Arguing on behalf of the government, Deputy Solicitor General Malcolm Stewart faced his toughest questions from Justice Sonia Sotomayor. From the beginning of arguments, she pressed Stewart to explain the differences between immigration detention and criminal detention, and why some immigrants can be subject to what the liberal justices on the court characterized as effectively indefinite detention. “[In] what other area of law have we permitted a government agent on his or her own, without a neutral party looking at that decision, to detain someone indefinitely?” she asked.
Stewart pushed back on Sotomayor’s characterization, suggesting some immigrant detainees are released expeditiously, but that clearly was not enough to satisfy Sotomayor’s questions.
“Perhaps let’s … answer this question: In which ways [are] immigration detention different than criminal detention?” asked Sotomayor. ” I mean, I—I understand right now that when you detain [immigrants], you put them in orange suits, they are shackled during visitation and court visits, they are subject to surveillance and strip searches, they are referred to be number, not by name,” Sotomayor continued. “So in which ways [are] immigration detention different than criminal detention?”
The Trump administration’s response was unsettling, to say the least: “Well, I think the—the real difference is the justification for the detention.”
Let’s be very clear here. Immigration proceedings are specifically not criminal proceedings, even if sometimes they walk and talk like them. And while the types and extent of constitutional protections for immigrants vary on a whole bunch of factors, including an immigrant’s specific status in this country, Tuesday’s argument reflected a clear intent by the Trump administration to elide, or erase altogether, the line between immigration law and criminal law. In other words, the differences extend far beyond justification alone.
The government also faced heated questioning from Justice Stephen Breyer. Breyer, who is quite vocal about the need for serious reforms in our criminal justice system, was positively gobsmacked that the government would argue it has the power to detain immigrants for as long as it sees fit.
“We detain people whenever we stop them for Miranda briefly,” said Breyer, referring to a stop for a probable cause such as speeding in a vehicle. “We detain them when we arrest them. Normally when you detain somebody … in most cases, you’d give them a bail hearing, all right?”
Breyer continued, getting more agitated as he pressed Stewart. “And so what’s the basis for reading the word ‘detained’ sometimes to allow bail hearings at the discretion of the [immigration] agency; other times not to allow bail hearings and keeping the people possibly for a year, a year and a half, in a jail cell without—sorry, I don’t mean my voice to rise—but—but without even a bail hearing?”
The Trump administration had no good answer for Breyer’s questions because there are none. Its basic position is that immigrant detainees are effectively entitled to no due process rights under the law.
The conservative justices for the most part were very staid during arguments. Chief Justice John Roberts suggested a possible analogy to speedy trial rights here. That’s a tempting argument to fall into, but one that assumes from the start that immigrants are criminals and that deportation proceedings are thus criminal rather than administrative.
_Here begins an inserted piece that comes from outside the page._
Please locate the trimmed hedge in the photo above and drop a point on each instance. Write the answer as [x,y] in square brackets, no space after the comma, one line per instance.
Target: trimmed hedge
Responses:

Justice Samuel Alito was searching for the bright-line test the government could use to determine when holding someone in jail without a bond hearing could be constitutional.
As usual, Justice Clarence Thomas said nothing.
A decision in the case isn’t likely until spring, and by that time we could already have the legal challenges to Trump’s latest travel ban racing up the federal appellate circuits. And while Jennings is not about the Muslim ban, it has all the ingredients of those future arguments: What exactly is the power of the executive to set immigration policy, and when can that policy run afoul of constitutional due process protections?
The fact that the government argued there are no due process rights in these cases is not just disturbing; it is a misstatement of the law and a tip of its hand on how it plans to proceed in defending future immigrant rights cases. The real question is whether there are enough justices on the Supreme Court who see the administration laying this groundwork and are willing to push back against it. After Tuesday’s arguments, that remains an open question.